光を背負う、僕ら。―第2楽章―
昨日あれからあたしは、下校時刻のギリギリまで泣いていた。
どうやら自分が思っていたよりもたくさん、限界に至るまで涙を堪えていたらしい。
――――……
「…ひっく…。……真藤君、ありがとう。もう、大丈夫そう」
思う存分泣いて、身体中の水分が尽きてしまったんじゃないかと思える頃には、取り乱していた心もずいぶん落ち着いていた。

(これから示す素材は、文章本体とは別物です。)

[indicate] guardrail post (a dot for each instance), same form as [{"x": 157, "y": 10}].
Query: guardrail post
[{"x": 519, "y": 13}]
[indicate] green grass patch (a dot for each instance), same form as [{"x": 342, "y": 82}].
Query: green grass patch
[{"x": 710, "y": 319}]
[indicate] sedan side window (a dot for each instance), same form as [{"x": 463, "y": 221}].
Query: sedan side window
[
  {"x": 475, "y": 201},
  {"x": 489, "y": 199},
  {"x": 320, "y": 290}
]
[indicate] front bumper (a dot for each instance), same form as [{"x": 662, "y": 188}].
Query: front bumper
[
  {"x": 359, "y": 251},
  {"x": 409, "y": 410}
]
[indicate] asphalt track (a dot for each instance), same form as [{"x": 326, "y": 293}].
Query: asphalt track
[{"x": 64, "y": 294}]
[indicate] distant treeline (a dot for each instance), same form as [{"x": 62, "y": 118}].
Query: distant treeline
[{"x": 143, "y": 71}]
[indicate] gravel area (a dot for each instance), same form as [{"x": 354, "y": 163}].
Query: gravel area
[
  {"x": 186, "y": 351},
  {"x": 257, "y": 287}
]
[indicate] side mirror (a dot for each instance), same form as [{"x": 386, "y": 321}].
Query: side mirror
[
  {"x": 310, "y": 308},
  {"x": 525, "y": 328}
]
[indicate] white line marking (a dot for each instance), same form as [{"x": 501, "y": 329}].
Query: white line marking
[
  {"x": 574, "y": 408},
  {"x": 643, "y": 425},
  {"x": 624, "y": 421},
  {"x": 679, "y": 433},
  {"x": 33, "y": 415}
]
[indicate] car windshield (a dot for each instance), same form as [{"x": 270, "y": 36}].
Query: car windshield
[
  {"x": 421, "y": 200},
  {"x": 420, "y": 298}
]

今はただ男の子に抱き締められている状態が恥ずかしくて、とりあえず密着した体を離そうと試みる。
「……そうか。ならいい」
胸板を軽く押すと、今度はあっさりと解放された。
体を包み込んでいた真藤君の香りが最後にすっと鼻を通って離れていく。
心の内が読み取れない真藤君とは違ってどこか懐かしく感じられて、安心させてくれる香りだった。
「……ありがとう。黙って付き添ってくれて」
その香りの効果のせいか心はさらに落ち着いて、お礼の言葉もすらすらと素直に出てくる。
「……どーいたしまして」
そっぽを向きながらお礼を言われたけれど、声は嫌がっていないから安心する。
泣いていたために無理矢理付き添わせてしまったんじゃないかと、少し不安だったから。